| 要旨トップ | 目次 | 日本生態学会第66回全国大会 (2019年3月、神戸) 講演要旨
ESJ66 Abstract


一般講演(口頭発表) F01-09  (Oral presentation)

ミズナラの開葉・道管形成時期と温度環境との関係
Timing of leaf-out and vessel-formation that is related to thermal environments in Quercus crispula

*石田清(弘前大学), 川辺慎也(弘前大学), 渡辺陽平(弘前大学), 白濱千紘(青森銀行(株)), 本城和佳(十文字チキンカンパニ), 宮沢良行(九州大学), 織部雄一朗(森林総合研究所)
*Kiyoshi ISHIDA(Hirosaki Univ.), Shinya Kawabe(Hirosaki Univ.), Yohei Watanabe(Hirosaki Univ.), Chihiro Shirahama(Aomori Bank Co., Ltd.), Kazuyoshi Honjo(Jumonji Chikin Company), Yoshiyuki Miyazawa(Kyushu Univ.), Yuichiro Oribe(FFPRI)
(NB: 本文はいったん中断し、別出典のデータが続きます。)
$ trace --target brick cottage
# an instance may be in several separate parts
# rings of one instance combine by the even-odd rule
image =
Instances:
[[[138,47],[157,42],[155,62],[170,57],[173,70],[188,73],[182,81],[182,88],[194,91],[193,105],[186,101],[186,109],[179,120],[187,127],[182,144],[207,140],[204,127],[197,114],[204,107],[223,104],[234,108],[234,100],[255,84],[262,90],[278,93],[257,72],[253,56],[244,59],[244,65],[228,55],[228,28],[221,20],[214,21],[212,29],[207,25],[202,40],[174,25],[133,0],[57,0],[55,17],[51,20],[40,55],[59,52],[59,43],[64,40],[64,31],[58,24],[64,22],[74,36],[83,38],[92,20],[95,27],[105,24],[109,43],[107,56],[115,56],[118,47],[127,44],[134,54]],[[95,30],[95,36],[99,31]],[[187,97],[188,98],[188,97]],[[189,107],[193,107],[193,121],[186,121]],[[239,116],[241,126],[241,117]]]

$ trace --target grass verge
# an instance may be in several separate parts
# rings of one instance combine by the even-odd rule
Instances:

寒冷地域に生育する環孔材樹種は、春の道管(孔圏道管)形成後に通道機能が回復し、シュート形成と光合成が可能となるため、春の道管形成時期を決める環境要因を明らかにすることは、気候変動に対する樹木集団の応答予測に役立つ。環孔材樹種のコナラでは、幹温度の上昇が道管形成を早めることが知られている。それでは、多雪地に生育する環孔材樹種の道管形成と開葉は、積雪による冷却で遅延しているだろうか?この問題を検討するため、演者らは青森県八甲田連峰においてミズナラを対象とした多雪地・少雪地間での集団間比較と除雪実験を行った。調査地域の消雪時期は4~5月と遅く、多雪地では樹幹下部の積算幹温度(樹幹部形成層の温度積算値)の増加速度が埋雪によって減少していた。道管成熟日(二次壁形成日)は積算幹温度で決まり、多雪地で遅延する傾向が認められた。早春に行った除雪実験では、幹回りの除雪によって道管成熟が促進する傾向が認められたが、道管拡大時期に現れる影響のパターンは場所・年度によって異なった。除雪の影響は成熟時の道管径にも現れ、除雪によって樹幹下部の道管径が1割程度大きくなる傾向が認められた。通道速度は道管径の4乗に比例することから、多雪地では春以降の光合成量が減少している可能性がある。開葉時期についても除雪の影響が認められ、除雪によって開芽から展葉までの期間が短縮する傾向が認められた。これらの結果に基づいて、本種が多雪地域で優占しない原因が積雪による幹の冷却によるとする仮説(幹冷却仮説)を提唱する。